Single PAU: a step forward, but the educational gap remains intact

Published on June 04, 2026 | Translated from Spanish

Charter schools are calling for a standardized university entrance exam across Spain, and they are right. Today, a student can pass in Madrid and fail in Andalusia with the same knowledge. The inequality is scandalous, but unifying exams is not enough if the quality of teaching, resources, and class sizes remain radically different.

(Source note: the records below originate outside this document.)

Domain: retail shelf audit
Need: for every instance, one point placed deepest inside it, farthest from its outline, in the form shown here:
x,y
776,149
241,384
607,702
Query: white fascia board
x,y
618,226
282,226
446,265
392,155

photorealistic scene of two identical students taking exams at opposite desks, one in a bright modern classroom with small class size, the other in a crowded room with outdated furniture, while a single unified exam paper floats above them, split in half with different grading marks, showing the gap between standardized testing and unequal educational resources, dramatic chiaroscuro lighting, cinematic wide shot, high contrast between environments, technical illustration style, ultra-detailed textures of worn desks versus new equipment, symbolic visual metaphor for systemic inequality

Educational technology: leveling tools so the PAU is not a mirage 🖥️

The technical solution involves standardizing digital platforms, internet connections, and devices across all regions. Without a common technological baseline, the same exam measures disparate realities. A school with digital whiteboards and another with broken chalk do not compete on equal footing. The unified PAU needs a homogeneous educational backend, not just a frontend of questions.

The unified PAU: the decree that will fix education (or not) 📜

Politicians debate the exam format while the gaps silently widen. Unifying tests is fine, but unifying opportunities requires money and willpower. And that, in education, is always lacking. So, while we wait, we can take up a collection to buy colored chalk. At least, let inequality be beautiful.